Invoice Factoring is one of the most misunderstood programs for small to medium size businesses that is used by most larger businesses. Invoice Factoring helps businesses grow and eases cash flow concerns by getting invoices paid in 24 hours. Any business that is net 7, net 15, net 30 or net 45 should utilize invoice factoring for growth. As long as the company is business to business or business to government and doesn’t utilize progress billing it should be a great fit. For example let’s say there’s a manufacturing company Widge Co, that produces widgets and sells the widgets to ABC Co. Once the widgets are delivered the company invoices ABC co and it’s due in 30 days(net 30).
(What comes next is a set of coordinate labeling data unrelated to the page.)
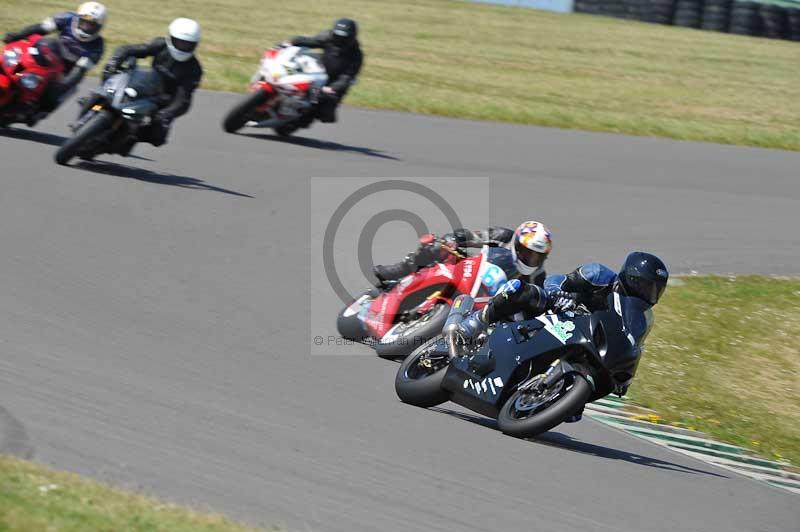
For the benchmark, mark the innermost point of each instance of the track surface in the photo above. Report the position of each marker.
(155, 327)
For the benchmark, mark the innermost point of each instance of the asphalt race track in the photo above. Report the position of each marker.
(155, 331)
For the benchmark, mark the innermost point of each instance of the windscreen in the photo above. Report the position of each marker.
(146, 82)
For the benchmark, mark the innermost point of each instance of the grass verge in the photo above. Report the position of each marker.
(34, 497)
(723, 358)
(518, 65)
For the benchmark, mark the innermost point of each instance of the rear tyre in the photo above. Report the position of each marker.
(408, 336)
(73, 145)
(419, 379)
(527, 414)
(243, 111)
(286, 129)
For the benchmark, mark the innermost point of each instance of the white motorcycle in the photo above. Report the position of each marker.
(283, 92)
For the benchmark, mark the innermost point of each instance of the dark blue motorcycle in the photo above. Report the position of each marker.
(530, 375)
(121, 105)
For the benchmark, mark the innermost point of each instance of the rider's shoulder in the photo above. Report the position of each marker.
(62, 20)
(597, 274)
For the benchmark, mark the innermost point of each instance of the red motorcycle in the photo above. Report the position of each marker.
(397, 320)
(27, 67)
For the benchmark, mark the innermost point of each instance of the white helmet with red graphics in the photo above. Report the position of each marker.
(87, 25)
(530, 246)
(182, 38)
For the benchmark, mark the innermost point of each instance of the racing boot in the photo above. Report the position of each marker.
(126, 147)
(35, 117)
(388, 273)
(428, 252)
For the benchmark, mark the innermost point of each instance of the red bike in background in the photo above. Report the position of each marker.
(282, 93)
(400, 318)
(27, 67)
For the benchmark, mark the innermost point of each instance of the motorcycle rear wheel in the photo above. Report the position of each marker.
(413, 334)
(92, 128)
(421, 386)
(243, 111)
(515, 420)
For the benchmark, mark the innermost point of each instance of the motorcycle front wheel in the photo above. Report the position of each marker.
(92, 128)
(419, 379)
(534, 411)
(244, 111)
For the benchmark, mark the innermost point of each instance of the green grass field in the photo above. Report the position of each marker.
(723, 358)
(510, 64)
(35, 498)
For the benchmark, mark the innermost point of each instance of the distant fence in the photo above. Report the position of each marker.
(776, 19)
(773, 19)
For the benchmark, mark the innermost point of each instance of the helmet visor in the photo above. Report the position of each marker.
(529, 257)
(88, 25)
(182, 45)
(645, 289)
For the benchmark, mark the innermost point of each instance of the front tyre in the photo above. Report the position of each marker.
(419, 379)
(92, 128)
(534, 411)
(405, 337)
(244, 111)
Now Widge Co has to wait 30 days to be paid after they laid out money for materials, marketing, payroll etc and as this company takes on more clients it can cause them to run short on cash or turn away new orders. If they borrow money through a loan or line of credit it only helps temporarily. The fundamental challenge is still there only now there’s an added payment. With Factoring Widge Co would submit the ABC co invoice to be factored. Let’s say it’s for $10,000. Widge Co would receive $9,000 and the factor would hold the other $1,000 in reserve until ABC Co pays the factor directly. Once ABC co pays the factor would release the reserve minus their fee of 2%, Wide Co would receive $800. Essentially it only cost Widge Co $200 to have their cash the next day. This helps them grow and scale without taking on debt.
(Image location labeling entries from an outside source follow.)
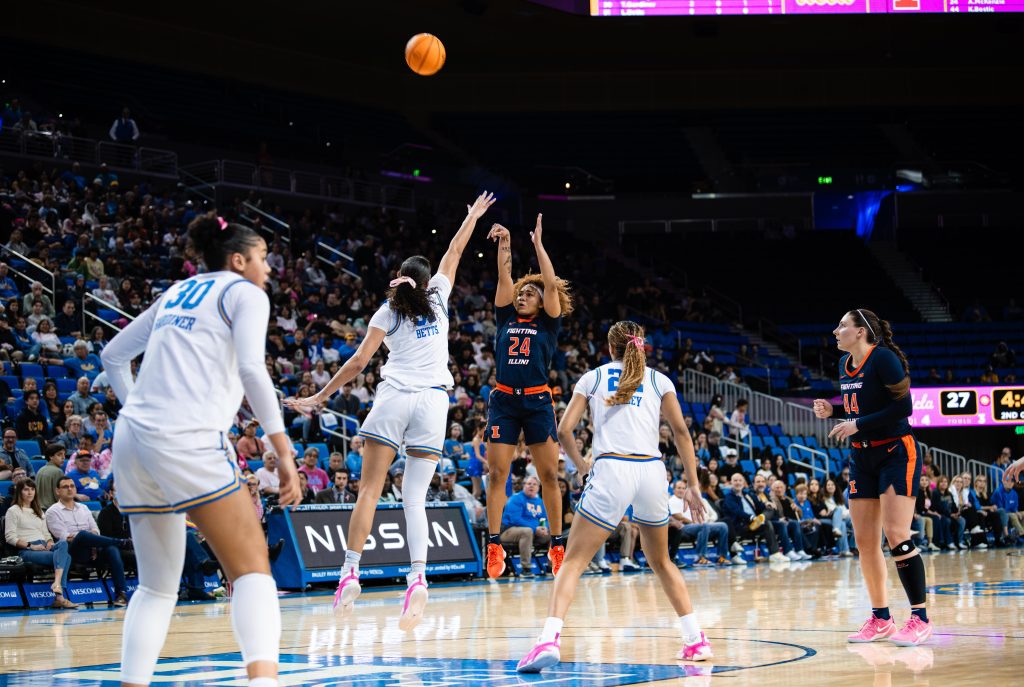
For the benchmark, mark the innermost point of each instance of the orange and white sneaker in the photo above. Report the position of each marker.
(496, 560)
(914, 632)
(556, 555)
(873, 630)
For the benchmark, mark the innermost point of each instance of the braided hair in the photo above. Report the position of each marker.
(626, 343)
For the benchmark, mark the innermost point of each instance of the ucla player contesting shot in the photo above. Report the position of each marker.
(411, 408)
(875, 381)
(528, 313)
(204, 341)
(626, 401)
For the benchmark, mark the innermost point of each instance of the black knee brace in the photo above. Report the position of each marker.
(904, 549)
(911, 575)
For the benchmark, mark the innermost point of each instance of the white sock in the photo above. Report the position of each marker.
(351, 562)
(552, 629)
(417, 570)
(414, 491)
(689, 629)
(256, 618)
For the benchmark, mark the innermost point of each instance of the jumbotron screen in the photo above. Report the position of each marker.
(722, 7)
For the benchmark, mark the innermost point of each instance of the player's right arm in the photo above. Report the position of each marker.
(249, 310)
(450, 262)
(506, 290)
(125, 347)
(684, 445)
(348, 372)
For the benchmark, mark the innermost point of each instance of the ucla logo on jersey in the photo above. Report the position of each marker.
(613, 376)
(425, 328)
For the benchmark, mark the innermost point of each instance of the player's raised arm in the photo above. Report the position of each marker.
(450, 261)
(552, 306)
(506, 289)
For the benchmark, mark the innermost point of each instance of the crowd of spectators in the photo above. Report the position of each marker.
(125, 244)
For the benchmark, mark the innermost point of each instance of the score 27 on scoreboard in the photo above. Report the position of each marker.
(968, 406)
(726, 7)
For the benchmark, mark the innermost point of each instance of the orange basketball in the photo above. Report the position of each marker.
(425, 54)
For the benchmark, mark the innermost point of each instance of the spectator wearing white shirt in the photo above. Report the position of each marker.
(71, 521)
(681, 524)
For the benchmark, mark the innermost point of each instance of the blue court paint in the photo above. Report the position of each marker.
(323, 671)
(1007, 588)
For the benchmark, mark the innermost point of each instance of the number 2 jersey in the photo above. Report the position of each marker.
(524, 347)
(876, 395)
(204, 342)
(626, 430)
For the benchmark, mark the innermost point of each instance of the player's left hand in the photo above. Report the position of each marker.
(535, 235)
(693, 501)
(844, 430)
(1013, 472)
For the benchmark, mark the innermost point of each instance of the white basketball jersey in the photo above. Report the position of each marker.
(189, 379)
(418, 352)
(629, 429)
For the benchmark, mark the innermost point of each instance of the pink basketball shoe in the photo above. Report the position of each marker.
(416, 601)
(873, 630)
(914, 632)
(699, 650)
(544, 654)
(348, 590)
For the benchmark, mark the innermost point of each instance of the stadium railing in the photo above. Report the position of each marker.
(22, 261)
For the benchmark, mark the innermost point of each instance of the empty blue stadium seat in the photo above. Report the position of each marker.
(31, 370)
(30, 446)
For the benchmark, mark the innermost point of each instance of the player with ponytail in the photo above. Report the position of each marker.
(626, 400)
(875, 382)
(411, 409)
(528, 313)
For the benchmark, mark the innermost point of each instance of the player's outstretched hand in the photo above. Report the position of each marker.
(498, 232)
(480, 205)
(822, 409)
(536, 234)
(692, 499)
(844, 430)
(1013, 472)
(304, 405)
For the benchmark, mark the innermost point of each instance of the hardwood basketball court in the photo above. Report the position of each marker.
(768, 626)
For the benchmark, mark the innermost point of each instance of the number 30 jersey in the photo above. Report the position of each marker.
(626, 430)
(204, 344)
(523, 347)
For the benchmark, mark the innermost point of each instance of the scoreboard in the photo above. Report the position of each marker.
(724, 7)
(968, 406)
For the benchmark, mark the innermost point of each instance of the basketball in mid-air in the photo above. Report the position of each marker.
(425, 54)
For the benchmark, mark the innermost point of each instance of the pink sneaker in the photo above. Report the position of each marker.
(698, 651)
(416, 600)
(544, 654)
(913, 633)
(348, 590)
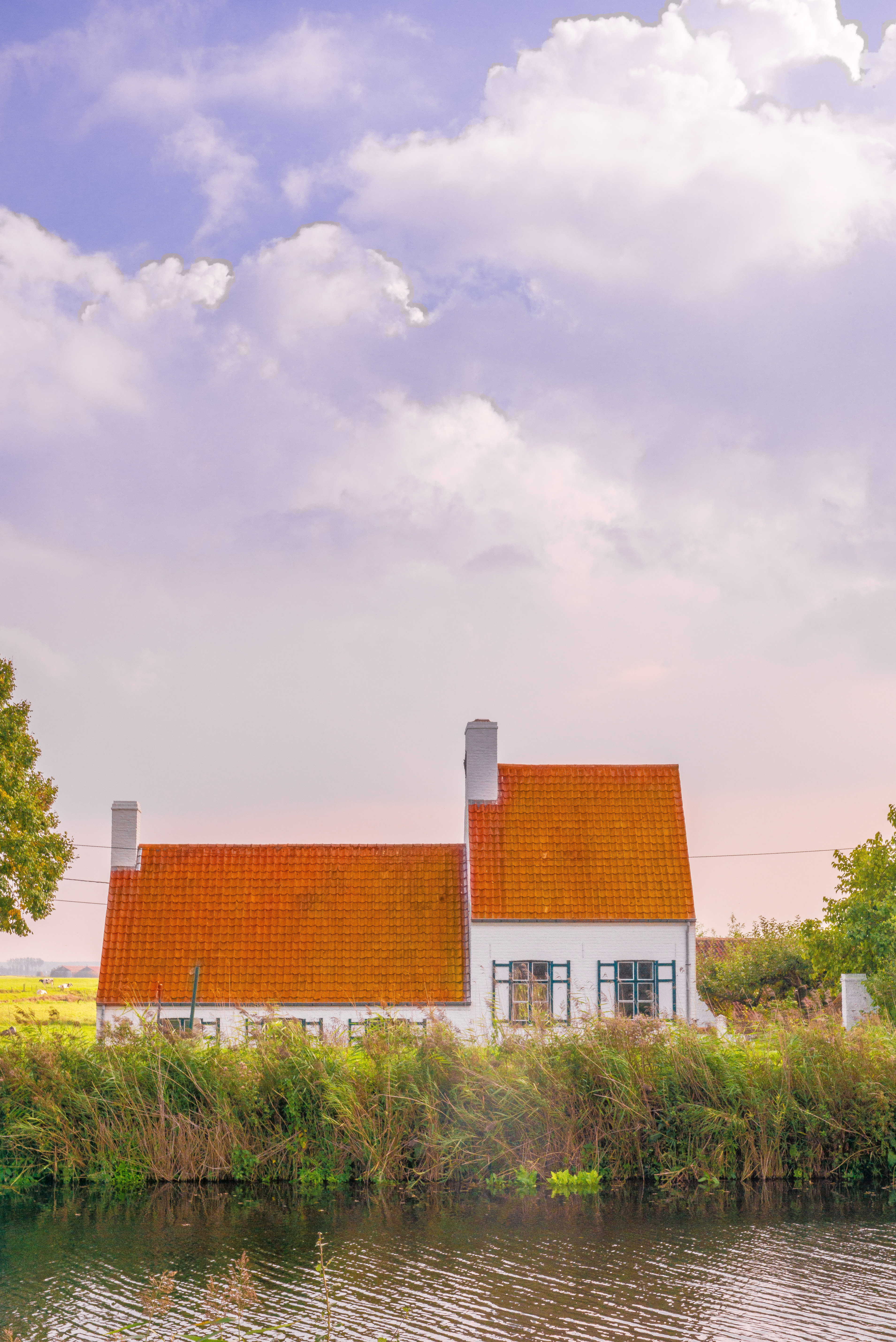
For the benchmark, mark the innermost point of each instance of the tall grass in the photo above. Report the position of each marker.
(632, 1100)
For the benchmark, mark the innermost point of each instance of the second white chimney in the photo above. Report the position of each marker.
(481, 761)
(125, 834)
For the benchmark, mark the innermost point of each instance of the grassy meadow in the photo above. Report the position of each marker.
(607, 1100)
(26, 1002)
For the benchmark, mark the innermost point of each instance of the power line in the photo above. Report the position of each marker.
(774, 853)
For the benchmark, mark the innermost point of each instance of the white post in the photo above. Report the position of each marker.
(125, 834)
(856, 1003)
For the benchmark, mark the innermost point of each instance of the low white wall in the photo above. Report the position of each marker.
(584, 944)
(855, 999)
(233, 1020)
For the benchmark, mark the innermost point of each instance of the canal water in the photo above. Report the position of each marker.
(730, 1263)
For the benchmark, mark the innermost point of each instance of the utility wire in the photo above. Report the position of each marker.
(774, 853)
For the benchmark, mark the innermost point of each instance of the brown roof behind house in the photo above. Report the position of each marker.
(310, 924)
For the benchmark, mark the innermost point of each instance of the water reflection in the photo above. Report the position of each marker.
(728, 1265)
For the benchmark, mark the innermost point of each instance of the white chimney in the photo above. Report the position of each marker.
(125, 834)
(481, 761)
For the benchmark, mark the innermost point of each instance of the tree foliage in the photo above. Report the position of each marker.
(768, 963)
(858, 934)
(33, 854)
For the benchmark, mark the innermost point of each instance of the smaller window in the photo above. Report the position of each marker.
(526, 990)
(530, 988)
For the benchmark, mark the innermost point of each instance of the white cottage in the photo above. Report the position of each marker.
(571, 894)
Project Funding is a very unique program designed for commercial contractors and manufacturing companies to finance upcoming jobs/contracts. This program isn’t found at a bank. The program gives the company funds to start the work based on the contract/job. Only funds that are drawn are charged. This helps these companies start more work or bid on larger jobs that they might not have been able to because they didn’t have the funds to start. Typically a company can take/draw up to 20% of the total contract. They are charged 5%/30 days on only what’s drawn. For example ABC co just signed a $2,000,000 contract with DEF co. ABC co submits their agreement and needs money to start the job. They can draw up to $400,000. ABC co only draw’s $200,000 and starts work. They finish their first milestone and the DEF co pays the underwriters holding account $300,000 on day 29. The underwriter takes the $200,000 that was drawn and the fee of $10,000 then ABC receives the other $90,000 to complete the project. This helps ABC co without cutting into their margin.